One of the things we’re all supposed to do is read the policy before we part with our money. That way, we see the limits of what we’re buying. So, for example, if you live in a flood plain and there’s an exclusion for water damage to your vehicle, you can make the right decision. In most cases, it’s going to be clear where the problems are. With this understanding, you either accept and work around the problem, or you look for an alternate policy. More generally, you might run into ambiguous terms. If you do find one, here’s a note of reassurance. Courts tend to favor you as the consumer. So, if there are several ways of reading a policy, the judge will pick the one most favorable to you.
One of the more common terms where this applies is the work exclusion clause. Let’s take the obvious extremes. If you run your own business and need to drive a vehicle, you should buy a commercial policy. If you work in an office and only use your vehicle to drive to and from work, a personal policy works fine. But there’s a big grey area in the middle where your employer might ask you to drive your vehicle. The general rule would be that, if this only happens once in a blue moon, the personal policy will be sufficient. But if this is a regular part of your job, a commercial policy will be needed. In the best cases, your employer will provide a vehicle and insure it for you. But life’s not always so convenient. In a recent case decided in Minnesota, a man was working as an independent contractor, picking up work wherever he could. At the time of the accident, he was paid to deliver library books and used his car. There was a work exclusion term in his policy.

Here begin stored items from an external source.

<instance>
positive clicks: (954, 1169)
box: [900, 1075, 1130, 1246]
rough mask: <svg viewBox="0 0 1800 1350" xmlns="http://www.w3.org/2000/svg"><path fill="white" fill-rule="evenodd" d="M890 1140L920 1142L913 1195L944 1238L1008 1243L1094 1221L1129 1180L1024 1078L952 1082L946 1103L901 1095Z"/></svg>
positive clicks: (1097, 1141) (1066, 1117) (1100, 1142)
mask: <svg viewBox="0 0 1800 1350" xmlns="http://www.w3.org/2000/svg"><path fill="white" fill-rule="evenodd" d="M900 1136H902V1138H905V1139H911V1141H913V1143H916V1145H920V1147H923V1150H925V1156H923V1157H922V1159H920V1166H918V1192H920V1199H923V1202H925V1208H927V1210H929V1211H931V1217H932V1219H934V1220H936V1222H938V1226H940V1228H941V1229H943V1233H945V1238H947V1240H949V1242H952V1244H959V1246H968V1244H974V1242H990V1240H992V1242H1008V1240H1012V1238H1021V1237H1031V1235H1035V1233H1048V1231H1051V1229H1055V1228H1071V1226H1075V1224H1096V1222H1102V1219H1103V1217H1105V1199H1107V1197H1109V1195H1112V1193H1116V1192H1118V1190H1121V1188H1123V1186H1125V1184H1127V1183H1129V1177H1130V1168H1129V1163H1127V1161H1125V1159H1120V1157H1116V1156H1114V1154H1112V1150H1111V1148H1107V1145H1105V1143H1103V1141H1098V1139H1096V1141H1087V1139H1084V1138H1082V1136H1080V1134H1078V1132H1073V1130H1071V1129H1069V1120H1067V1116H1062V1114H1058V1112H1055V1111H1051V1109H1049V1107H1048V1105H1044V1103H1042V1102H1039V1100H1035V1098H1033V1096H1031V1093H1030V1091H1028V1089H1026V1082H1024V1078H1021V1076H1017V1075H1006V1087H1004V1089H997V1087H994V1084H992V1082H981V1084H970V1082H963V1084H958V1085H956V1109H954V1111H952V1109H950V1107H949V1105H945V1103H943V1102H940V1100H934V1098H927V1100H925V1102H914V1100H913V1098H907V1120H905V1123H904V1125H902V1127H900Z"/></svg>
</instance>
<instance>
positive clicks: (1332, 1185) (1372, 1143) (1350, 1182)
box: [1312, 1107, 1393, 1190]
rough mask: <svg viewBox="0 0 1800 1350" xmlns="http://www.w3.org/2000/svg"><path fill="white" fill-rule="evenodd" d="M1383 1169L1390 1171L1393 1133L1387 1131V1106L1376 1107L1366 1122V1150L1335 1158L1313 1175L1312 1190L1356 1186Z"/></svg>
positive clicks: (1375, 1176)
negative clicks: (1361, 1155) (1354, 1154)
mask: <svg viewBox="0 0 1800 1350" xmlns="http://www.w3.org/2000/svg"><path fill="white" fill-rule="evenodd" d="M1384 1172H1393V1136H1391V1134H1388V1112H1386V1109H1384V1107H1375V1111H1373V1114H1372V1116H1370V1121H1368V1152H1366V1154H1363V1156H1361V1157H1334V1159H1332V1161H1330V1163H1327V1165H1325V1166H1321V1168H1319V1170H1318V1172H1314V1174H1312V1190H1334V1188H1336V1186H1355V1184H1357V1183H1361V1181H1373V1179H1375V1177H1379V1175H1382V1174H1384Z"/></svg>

This is quite a common practice. During the recession and continuing today, people take whatever work they can find. Because the rates of pay are low, it’s uneconomic to buy a commercial policy, so people take the risk on their policies. Although they know they will be driving more miles and the risk of an accident increases, they believe “occasional” use for business purposes will be covered. Insurers want to price the risks separately and try to hold a clear line between personal and the more expensive commercial policies. The Supreme Court decided the exclusion term did not apply to this insured.
This decision is going to have a significant effect on car insurance rates in Minnesota. Now the exclusion clause has been struck down, insurers may find more employers instruct their employees to use their vehicles on private insurance. This is going to drive up the value of claims and the car insurance quotes must rise to cover those claims. So while this decision is good news for this particular insured, it’s probably going to end up costing everyone with a personal policy more money. Employers, however, may find their commercial rates fall as the risks are transferred to their employees’ policies. Remember, this is just one state, but the issue affects you no matter where you live.